Gardez-vous de rivaliser avec les hommes qui s’enrichissent par des moyens injustes. Préférez le sort de ceux qui sont victimes de leur amour pour la justice. Les hommes justes, alors même qu’ils n’auraient pas d’autres avantages sur les méchants, l’emporteraient toujours par de nobles espérances.
Donnez vos soins à tout ce qui intéresse la vie ; mais travaillez surtout à fortifier votre intelligence : un esprit vigoureux dans un corps mortel, c’est la force extrême dans l’extrême faiblesse. Accoutumez votre corps au travail, votre esprit à la réflexion et à l’étude, afin d’exécuter à l’aide du premier ce que vous aurez résolu, et d’être en état de prévoir à l’aide du second ce qui peut vous être utile.
Réfléchissez avant de parler ; il y a beaucoup d’hommes chez qui la parole devance la pensée. Ne prenez la parole que dans deux circonstances : lorsqu’il s’agit d’objets dont vous avez une connaissance complète, ou lorsque la nécessité vous oblige à faire connaître votre opinion.

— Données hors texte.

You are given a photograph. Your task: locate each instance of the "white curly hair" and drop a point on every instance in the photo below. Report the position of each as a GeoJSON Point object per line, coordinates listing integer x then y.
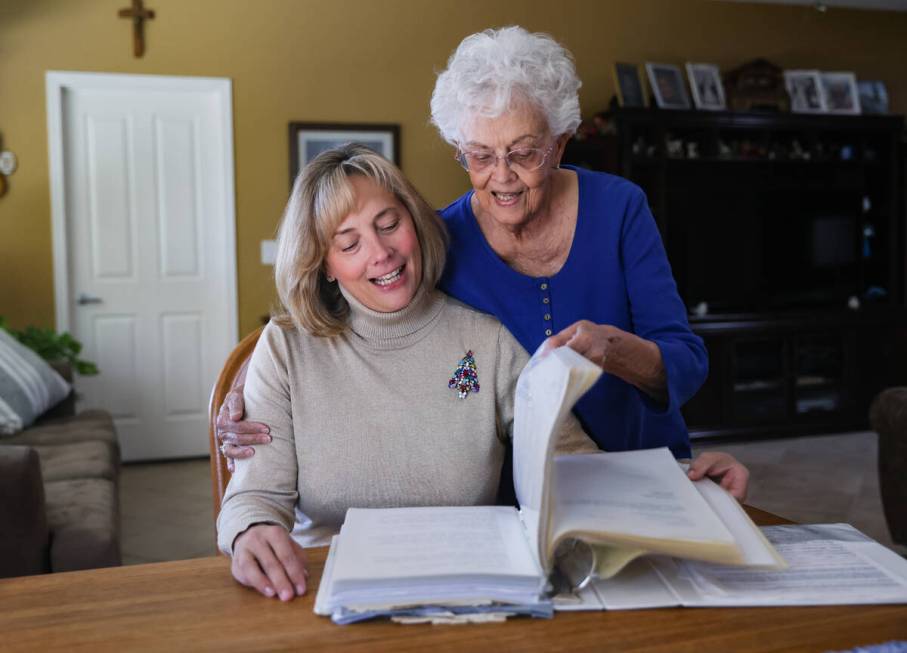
{"type": "Point", "coordinates": [491, 69]}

Ce sont les seules occasions où parler vaut mieux que se taire ; dans toutes les autres, se taire vaut mieux que parler.
Croyez qu’il n’y a rien de stable dans les choses humaines ; et vous ne vous laisserez point enivrer par les faveurs de la fortune, ni abattre par ses rigueurs. Modérez votre joie dans la prospérité, votre douleur dans l’infortune, et ne laissez éclater au dehors aucun de ces deux sentiments ; il y aurait quelque chose d’étrange, lorsqu’on cache ses richesses dans l’intérieur de sa maison, à exposer au grand jour les émotions de son âme.

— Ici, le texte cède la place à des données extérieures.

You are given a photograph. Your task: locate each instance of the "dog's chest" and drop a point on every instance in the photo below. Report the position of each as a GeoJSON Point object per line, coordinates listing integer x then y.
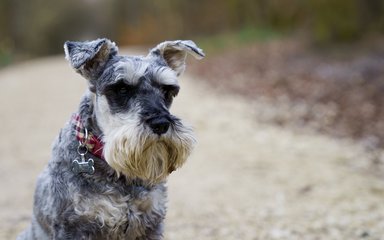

Craignez le blâme plus que le danger; le terme de la vie doit être la terreur des méchants ; l’homme de bien ne redoute que l’infamie. Faites en sorte que vos jours s’écoulent avec sécurité, mais, s’il vous faut braver les dangers de la guerre, tâchez de les traverser en vous couvrant de gloire, et ne sauvez pas vos jours aux dépens de votre honneur ; le destin a condamné tous les hommes à mourir ; mais mourir glorieusement est un privilège que la nature a réservé pour les hommes vertueux.